Chainlink isn’t SWIFT’s only blockchain partner, but the announcement does give hope to the project when its mainnet finally launches. Visa, Discover, MasterCard, and American Express are all connected to SWIFT, so it doesn’t need to be an exclusive partnership. Instead, it’s one of many gateway certifications needed to service the financial industry.

Other Chainlink partners include Zepelin_os, a smart contract development OS, and Request Network, an up-and-coming cryptocurrency exchange platform. It also partnered with the Accord Project, a smart legal contracts platform, and Bodhi, a prediction market originally launched on Qtum.

The more partnerships it secures, the stronger the network will become, and it has endless cryptocurrencies, exchanges, and legacy tech projects to connect to, so the sky is the limit.

Even organizations building their own blockchains could hypothetically use Chainlink to connect to their other proprietary platforms.

Chainlink Summary

Chainlink hopes to be the glue that holds together all other blockchains and other technologies. Using oracle nodes to connect external APIs to the blockchain allows for interconnectivity between data, financial, and other platforms. Chainlink currently exists as a beta on the Ethereum blockchain, and its success depends on these key components working in the mainnet.

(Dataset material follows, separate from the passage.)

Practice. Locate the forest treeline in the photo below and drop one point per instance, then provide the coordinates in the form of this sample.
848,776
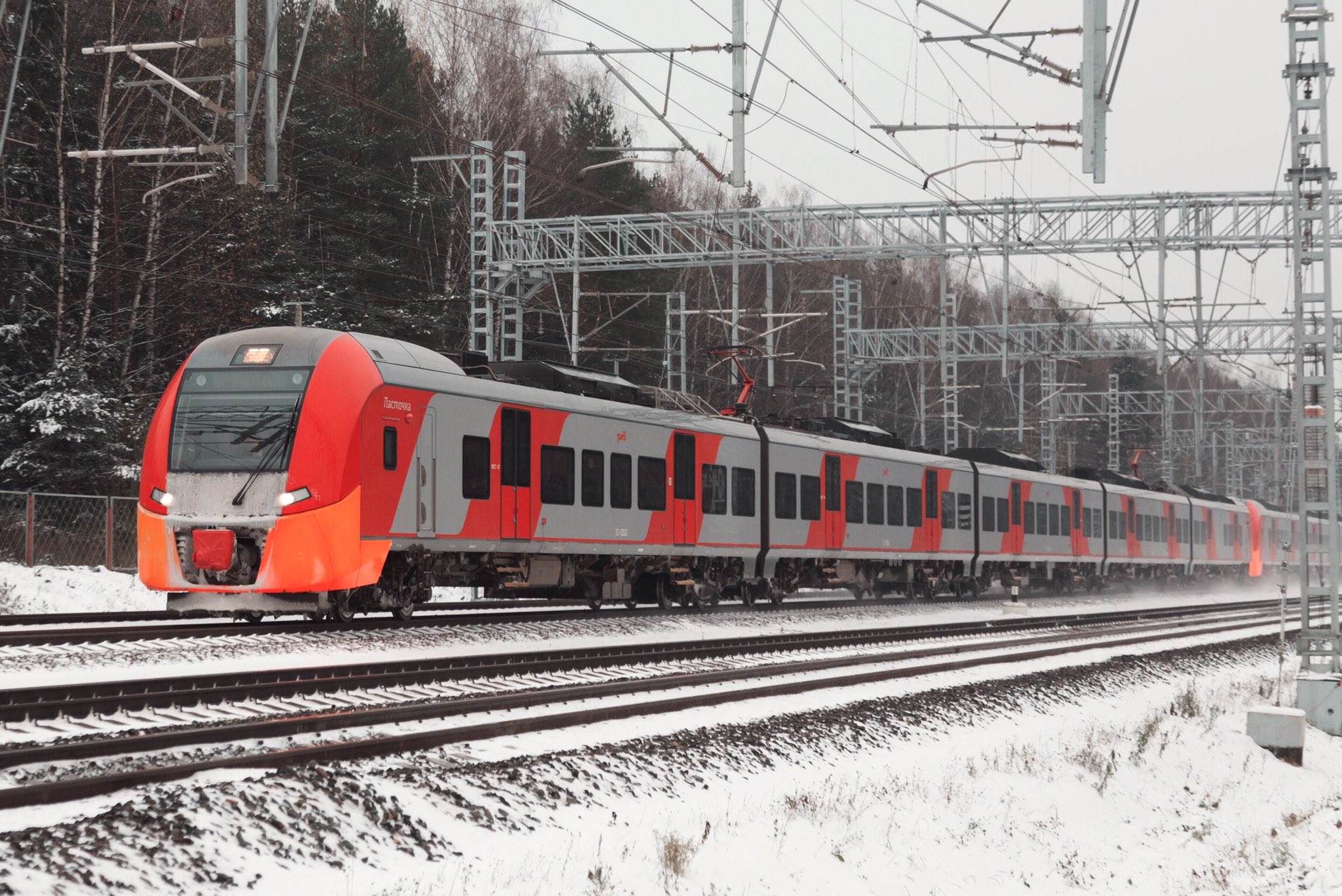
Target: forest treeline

  • Oracles can be created from any API to create a node. Node operators are compensated in LINK for providing offchain services and data.
  • Chainlink is partnered with the SWIFT network to eventually integrate payments into its blockchain platform. Swift connects over 11,000 businesses worldwide.
  • Chainlink is currently in beta, so none of its functionality (nor that of the LINK token) has been verified. Its mainnet is expected to launch in 2019.

If the mainnet delivers as promised, it’ll be a lean and powerful blockchain. It doesn’t need to be an Ethereum killer – in fact, the more cryptocurrencies and blockchains on the market, the more useful Chainlink theoretically becomes.